Fluorescence confocal live imaging of coculture murine PCLS. Images were taken with a 63x oil objective using the Zeiss LSM 880 Confocal with Airyscan FAST Module. Each experimental condition was performed in replicates of 6. Alveolar Macrophages (AMs) (green), F-actin (red), DAPI (blue). (A) CFMDA stained isolated alveolar macrophages. (B) control PCLS pre-stained with Cell Mask deep red Actin tracking stain plus added CFMDA labeled macrophages. (C) CS exposure experimental setup. (Air + AMs) PCLS with added alveolar macrophages exposed to air. (Second Air + AMs) different z-plane of PCLS exposed to air showing area with more infiltrating alveolar macrophages and less polymerized actin. (CS + No AMs) PCLS without added alveolar macrophages exposed to Cigarette smoke (CS). (CS + AMs) PCLS with added alveolar macrophages exposed to CS. (Second CS + AMs) different z-plane of PCLS exposed to CS showing area with more infiltrating alveolar macrophages and less polymerized actin. Scale bar: 10 μm.

Figure 8.

H&E histology Images of murine PCLS. Images were taken digitally using the Concentriq digital pathology website at 20x magnification. (A) H&E of PCLS with no added alveolar macrophages (AMs). (B) H&E of PCLS with added AMs (WT + Air-Airway) Airways of Wild Type (B6) PCLS exposed to air. (WT + Air-Alveoli) Alveoli of Wild Type (B6) PCLS exposed to air. (WT + CS-Airway) Airway of Wild Type (B6) PCLS exposed to cigarette smoke (CS). (WT + CS-Alveoli) Alveoli of Wild Type (B6) PCLS exposed to CS. Scale bar: 200 mm.

Figure 9.

Culture of human airway epithelial cells on a lung-on-a-chip. (A) Schematic of the 3-channel lung chip showing the placement of epithelial cells and macrophages in each channel. The central chamber is filled with suspended macrophages in Matrigel. The epithelial cells grow on the interface between the epithelial and gel compartments at a 90-degree angle to form a barrier between the two compartments. The third channel provides media to the chip when the epithelial compartment is filled with air. (B) Image of the PDMS chip prior to seeding cells, scale bar: 3 mm. (C) Brightfield image of the interface between the epithelial and acellular gel compartment after epithelial cells have grown to confluence on the epithelial monoculture chip, scale bar: 300 μm. (D) Brightfield image of the interface between the epithelial and THP-1-seeded gel channel after epithelial cells have grown to confluence on the epithelial-immune coculture chip. Differentiated THP-1 macrophages are suspended in Matrigel in the gel channel, and have moved to the epithelial channel, scale bar: 300 μm. (E) Brightfield image of the endothelial chip, at the interface between the cellular channel and acellular gel compartment after human endothelial cells have grown to confluence, scale bar: 300 μm. (F) Confocal immunofluorescence image of the monoculture epithelial chip at air-liquid interface.

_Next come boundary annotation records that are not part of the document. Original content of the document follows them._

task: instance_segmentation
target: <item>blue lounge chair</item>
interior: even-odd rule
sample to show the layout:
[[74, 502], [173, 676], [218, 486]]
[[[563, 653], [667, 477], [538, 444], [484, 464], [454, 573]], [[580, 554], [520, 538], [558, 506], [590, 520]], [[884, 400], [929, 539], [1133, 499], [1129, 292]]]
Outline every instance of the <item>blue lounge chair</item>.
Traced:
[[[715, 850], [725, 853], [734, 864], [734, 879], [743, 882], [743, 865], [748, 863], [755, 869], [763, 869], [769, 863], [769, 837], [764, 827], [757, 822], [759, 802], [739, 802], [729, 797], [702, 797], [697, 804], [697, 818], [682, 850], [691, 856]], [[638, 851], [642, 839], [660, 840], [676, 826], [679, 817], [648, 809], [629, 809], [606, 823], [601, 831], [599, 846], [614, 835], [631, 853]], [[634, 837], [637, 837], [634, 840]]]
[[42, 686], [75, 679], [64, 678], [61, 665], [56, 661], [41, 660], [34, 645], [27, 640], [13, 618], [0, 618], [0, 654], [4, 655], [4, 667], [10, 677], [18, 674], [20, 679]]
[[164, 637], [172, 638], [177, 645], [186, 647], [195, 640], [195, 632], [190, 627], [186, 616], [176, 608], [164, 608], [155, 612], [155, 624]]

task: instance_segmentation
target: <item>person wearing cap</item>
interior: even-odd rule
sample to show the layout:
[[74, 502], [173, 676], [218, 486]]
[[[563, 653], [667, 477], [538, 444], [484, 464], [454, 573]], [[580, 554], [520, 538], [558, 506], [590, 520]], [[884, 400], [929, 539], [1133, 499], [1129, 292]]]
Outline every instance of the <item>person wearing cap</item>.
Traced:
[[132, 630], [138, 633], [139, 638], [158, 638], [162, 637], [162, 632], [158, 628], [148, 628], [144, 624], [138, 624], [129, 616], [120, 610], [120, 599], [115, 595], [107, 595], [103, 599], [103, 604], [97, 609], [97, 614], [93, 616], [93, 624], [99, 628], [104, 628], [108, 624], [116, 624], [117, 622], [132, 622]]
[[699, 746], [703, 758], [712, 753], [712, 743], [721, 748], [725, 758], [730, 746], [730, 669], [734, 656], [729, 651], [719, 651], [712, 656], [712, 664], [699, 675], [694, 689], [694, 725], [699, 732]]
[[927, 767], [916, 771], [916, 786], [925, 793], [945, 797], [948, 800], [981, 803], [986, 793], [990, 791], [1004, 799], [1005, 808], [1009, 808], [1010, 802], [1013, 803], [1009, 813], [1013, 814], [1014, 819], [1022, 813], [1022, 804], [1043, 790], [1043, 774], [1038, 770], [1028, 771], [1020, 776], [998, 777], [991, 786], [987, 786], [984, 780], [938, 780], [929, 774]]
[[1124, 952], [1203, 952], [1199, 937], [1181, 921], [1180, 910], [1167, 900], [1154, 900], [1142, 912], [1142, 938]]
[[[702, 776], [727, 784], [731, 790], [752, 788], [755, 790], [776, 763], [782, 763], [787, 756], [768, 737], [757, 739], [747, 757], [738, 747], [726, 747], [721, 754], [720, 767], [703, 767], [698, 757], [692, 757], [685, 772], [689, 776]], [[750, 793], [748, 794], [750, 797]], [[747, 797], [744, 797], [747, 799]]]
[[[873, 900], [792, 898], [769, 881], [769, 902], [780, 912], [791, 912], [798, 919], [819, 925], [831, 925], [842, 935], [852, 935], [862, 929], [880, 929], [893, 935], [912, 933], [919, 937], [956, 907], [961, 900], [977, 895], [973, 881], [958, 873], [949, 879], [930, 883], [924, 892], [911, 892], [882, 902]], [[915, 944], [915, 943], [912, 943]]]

Human bronchial epithelial cells stained for nuclei (blue) and E-cadherin (green) grow on the epithelial channel-gel compartment after 1 week of air-liquid interface culture, scale bar: 25 μm. (G) Confocal immunofluorescence image of endothelial chip in submerged culture. Human primary microvascular endothelial cells stained for nuclei (blue) and CD31 (red) grown in the endothelial channel, scale bar: 50 μm.